At the top is the 2008 Obama campaign, understandably, followed by his 2012 race. (There are occasionally multiple committees associated with campaigns, so some candidate-cycle combinations show up multiple times.) Obama's 2012 campaign committee actually got enough contributions in the 2014 midterm cycle to make the top 50.
And now the "yes, buts" come pouring in. This is contributions, not contributors, meaning that people who gave multiple times are included multiple times. What's more, it excludes donors who gave too little to need to be reported. Campaigns only have to itemize contributions from contributors that meet a certain threshhold ($200 currently); if not, the FEC doesn't get the data. Sanders's campaign counts these unitemized donations, but the chart above can’t.
Look at 2012, for example. That year, the Obama campaign reported tallying more than 4 million individual donors. The Campaign Finance Institute, which also compiles this data, figured that Obama had 813,402 individual donors through December 2012. The FEC report for that cycle, though, only has about 437,000 contributions.

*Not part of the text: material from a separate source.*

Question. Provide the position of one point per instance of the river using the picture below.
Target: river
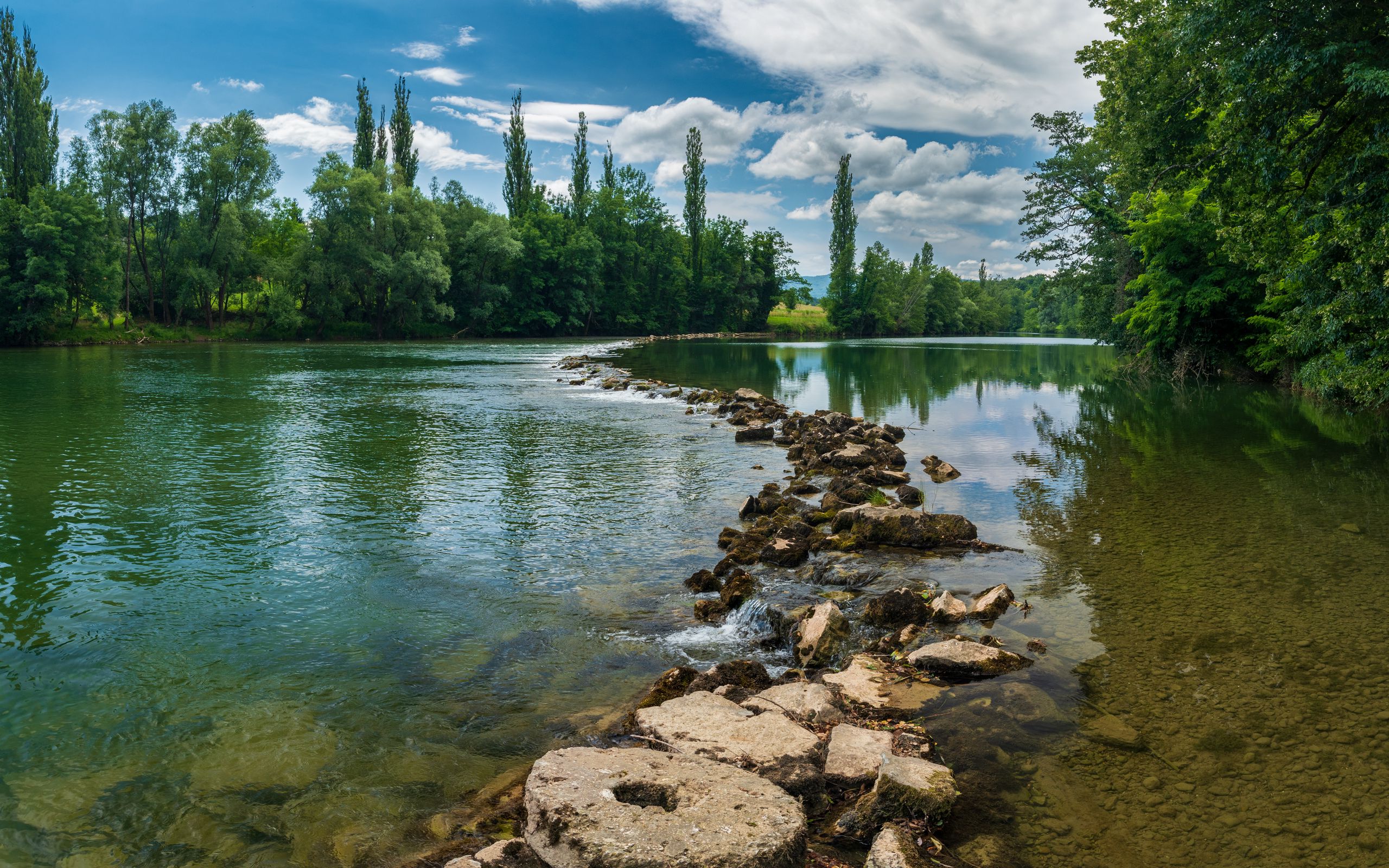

That's a wide gap, and we're largely left taking Obama's word for it.
We're comparing apples and oranges here, of course. Bernie Sanders has at least another few months to raise money; naturally he has fewer donors than Barack Obama had at the end of 2012.
It also makes sense that Sanders would be among those with the most all-time donors simply for the fact that he's running for president. It's usually presidential candidates that garner the most individual donors in a presidential cycle; after all, everyone in the country has a direct interest in the outcome. During off-year elections, the most contributions were usually given to party campaign committees. (The exception? Ed Zschau's 1986 senate race in California.)
Incidentally, that ActBlue in 2016 -- the committee that's got the most contributions so far this cycle -- is raising money for a guy named Bernie Sanders.